Irak'ta silahların toplanması Türkiye'yi etkileyecek

IRAK'ta cumartesi günü Halkın Mücahitleri Örgütü silahlarını Amerikalılara teslim etmeye başladı.

İran rejimine karşı, yıllardan beri ülke dışında mücadele eden bu örgütün ana karargahı Irak'taydı ve Saddam Hüseyin yönetiminin kanatları altında, İran'ı tehdit eden silahlı bir güç haline dönüşmüştü.

İşte bu örgüt silah bıraktı.

Amerikalılar tarafından yapılan açıklama, bu gelişmenin bizi de etkileyecek yeni adımlara yol açacağına işaret ediyor.

Bağdat'taki 5. Kolordu'dan yapılan açıklamada şöyle deniyor:

‘‘Düşmanca niyet sergileyen ya da koalisyon yetkilileri ile işbirliği yapmayı reddeden gruplar, koalisyonun askeri gücüne muhatap olacaklardır.’’
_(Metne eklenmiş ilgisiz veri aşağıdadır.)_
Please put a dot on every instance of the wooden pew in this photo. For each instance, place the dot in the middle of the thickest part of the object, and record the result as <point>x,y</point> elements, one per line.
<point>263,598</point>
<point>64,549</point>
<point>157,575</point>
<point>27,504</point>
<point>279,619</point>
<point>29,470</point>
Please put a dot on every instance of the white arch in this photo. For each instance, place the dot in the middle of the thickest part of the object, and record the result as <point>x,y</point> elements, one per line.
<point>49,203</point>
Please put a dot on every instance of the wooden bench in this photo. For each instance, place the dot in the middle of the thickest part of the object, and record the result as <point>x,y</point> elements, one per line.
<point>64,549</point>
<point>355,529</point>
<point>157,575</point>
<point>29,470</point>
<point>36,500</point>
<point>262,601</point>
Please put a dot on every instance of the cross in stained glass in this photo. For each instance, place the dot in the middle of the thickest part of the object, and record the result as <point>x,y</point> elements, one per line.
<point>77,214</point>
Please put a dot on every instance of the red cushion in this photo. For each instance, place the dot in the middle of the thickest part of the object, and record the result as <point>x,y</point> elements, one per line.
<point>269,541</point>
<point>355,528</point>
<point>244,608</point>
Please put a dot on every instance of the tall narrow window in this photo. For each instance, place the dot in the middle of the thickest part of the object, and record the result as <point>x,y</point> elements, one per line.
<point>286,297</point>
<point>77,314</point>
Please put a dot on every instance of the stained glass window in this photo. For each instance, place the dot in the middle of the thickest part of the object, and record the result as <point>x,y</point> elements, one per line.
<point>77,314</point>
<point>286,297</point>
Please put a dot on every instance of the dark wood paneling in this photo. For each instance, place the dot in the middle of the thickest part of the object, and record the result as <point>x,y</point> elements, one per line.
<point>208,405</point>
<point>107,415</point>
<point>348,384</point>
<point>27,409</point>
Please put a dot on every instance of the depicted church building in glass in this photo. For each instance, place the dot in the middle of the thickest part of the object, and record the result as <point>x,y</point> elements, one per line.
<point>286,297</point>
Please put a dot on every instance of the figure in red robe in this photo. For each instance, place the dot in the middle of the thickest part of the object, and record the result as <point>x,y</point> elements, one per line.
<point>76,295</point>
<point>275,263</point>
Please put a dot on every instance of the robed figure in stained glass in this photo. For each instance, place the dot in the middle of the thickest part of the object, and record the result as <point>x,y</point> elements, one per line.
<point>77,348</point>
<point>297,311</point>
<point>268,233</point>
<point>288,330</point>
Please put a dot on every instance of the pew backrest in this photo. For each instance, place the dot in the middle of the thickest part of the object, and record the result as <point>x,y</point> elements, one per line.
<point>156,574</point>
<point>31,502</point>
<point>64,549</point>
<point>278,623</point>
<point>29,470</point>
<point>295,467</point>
Aslında bir sıkı yönetim ilanı niteliği taşıyan bu sözler, Irak'ta silahlı hiçbir muhalefete kesinlikle izin verilmeyeceğini açıkça ortaya koyuyor. Sadece İran rejimine muhalefet eden silahlı örgüte değil. Türkiye'yi tehdit eden PKK-KADEK'in de bu kapsamda olduğu anlaşılıyor.

ABD-İRAN GÖRÜŞMESİ

GEÇEN
hafta ilginç bir gelişme daha yaşandı. Amerikalı ve İranlı yetkililer arasında Cenevre'de gizli bir görüşme gerçekleşti.

Bu toplantıda bazı ‘‘özel konuların’’ ele alındığı söyleniyor. Buna bir diyalog başlangıcı denemez ama ABD Dışişleri Bakanı Colin Powell'ın Suriye ziyareti de göz önüne alındığında savaşın ardından artık ikinci sayfanın açıldığı ortaya çıkıyor.
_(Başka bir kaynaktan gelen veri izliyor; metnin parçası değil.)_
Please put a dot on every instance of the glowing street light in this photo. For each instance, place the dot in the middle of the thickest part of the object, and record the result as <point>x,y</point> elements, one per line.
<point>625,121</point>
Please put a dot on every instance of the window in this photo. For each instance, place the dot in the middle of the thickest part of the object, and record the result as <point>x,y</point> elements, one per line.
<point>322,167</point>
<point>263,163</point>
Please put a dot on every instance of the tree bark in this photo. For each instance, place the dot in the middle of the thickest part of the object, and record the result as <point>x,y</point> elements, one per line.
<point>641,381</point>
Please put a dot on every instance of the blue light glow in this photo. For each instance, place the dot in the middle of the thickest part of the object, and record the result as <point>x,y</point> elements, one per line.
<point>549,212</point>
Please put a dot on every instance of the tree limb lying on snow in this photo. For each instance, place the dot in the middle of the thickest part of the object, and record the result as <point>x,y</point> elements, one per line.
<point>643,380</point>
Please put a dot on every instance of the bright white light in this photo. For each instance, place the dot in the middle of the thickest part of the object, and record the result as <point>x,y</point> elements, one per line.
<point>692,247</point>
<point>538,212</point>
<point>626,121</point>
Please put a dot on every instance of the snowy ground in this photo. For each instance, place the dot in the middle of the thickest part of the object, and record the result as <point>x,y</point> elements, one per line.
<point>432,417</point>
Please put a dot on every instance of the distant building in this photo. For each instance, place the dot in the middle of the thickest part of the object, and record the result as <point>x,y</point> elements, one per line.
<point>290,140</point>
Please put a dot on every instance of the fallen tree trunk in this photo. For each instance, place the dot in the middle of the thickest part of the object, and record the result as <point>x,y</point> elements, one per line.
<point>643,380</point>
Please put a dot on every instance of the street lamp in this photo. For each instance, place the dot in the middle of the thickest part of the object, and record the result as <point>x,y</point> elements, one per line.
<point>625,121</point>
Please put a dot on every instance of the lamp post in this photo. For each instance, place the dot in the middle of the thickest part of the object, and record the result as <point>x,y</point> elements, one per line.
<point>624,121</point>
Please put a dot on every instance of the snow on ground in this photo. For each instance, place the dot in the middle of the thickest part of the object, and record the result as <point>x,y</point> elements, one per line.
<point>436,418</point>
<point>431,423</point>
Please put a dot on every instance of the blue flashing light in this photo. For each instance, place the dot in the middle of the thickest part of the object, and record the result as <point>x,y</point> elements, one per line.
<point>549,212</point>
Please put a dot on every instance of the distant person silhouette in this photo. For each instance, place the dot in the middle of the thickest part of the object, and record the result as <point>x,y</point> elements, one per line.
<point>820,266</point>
İkinci sayfa, Irak'ta istikrarın sağlanması, İsrail-Filistin ve Suriye arasında barış, terör örgütlerinin desteklenmesine son verilerek onların siyaset platformunda ele almalarını sağlayacak düzenlemeler de oluşacağı görülüyor.

Bush Yönetimi'nin Suriye ve İran ile temasa geçerek, bölgenin önemli aktörlerini Ortadoğu'nun yeniden yapılandırılması sürecinde iki yol sunuyor. Uzlaşma ya da çatışma.

Uzlaşma yolu için devrede olan güçler arasında Türkiye de var.

Bu nedenle, AKP hükümetini Suriye ve İran ile görüşüyor diye eleştirmek yersiz.

Hiçbir ülkenin çıkarları bir diğeri ile tam olarak örtüşmez ve tabii ki her ülke kendi çıkarları doğrultusunda hareket eder, bazı arkadaşlarımızın önerdiği gibi her şeyimizi ABD çıkarlarına tábi kılacak değiliz.

Ama Ortadoğu'da barış istiyor muyuz? Demokrasi istiyor muyuz? Eğer barış ve düzen istiyorsak o zaman kamplaşmaları değil uzlaşmaları, Amerikan ve İsrail aleyhtarlığını değil barış için işbirliğini desteklemeliyiz. Türkiye'nin bunun aksine bir tutum içinde olduğu söylenebilir mi?

SİLOPİ’DE İŞBİRLİĞİ

IRAK
'ta istikrarın sağlanması sadece ülke sınırları içinde kalan bir hedef değil. İster İran, isterse Türkiye, hangi ülkeye yönelik olursa olsun bölgede terörün ve teröristin hiçbir çeşidine göz yumulmayacağı artık iyice anlaşılıyor.

ABD ile Türkiye arasındaki terörizme karşı işbirliğinde yeni bir adım atıldı. Silopi'de, silahlı grupların hareketlerini takip etmek için ortak bir izleme noktası oluşturuluyor.

Irak'ta silahlı grupların silahsızlandırılması süreci Türkiye'yi de etkileyecek. Ama tek taraflı değil.

Bölgesel uzlaşma ortamının bir diğer tarafında da demokrasi var.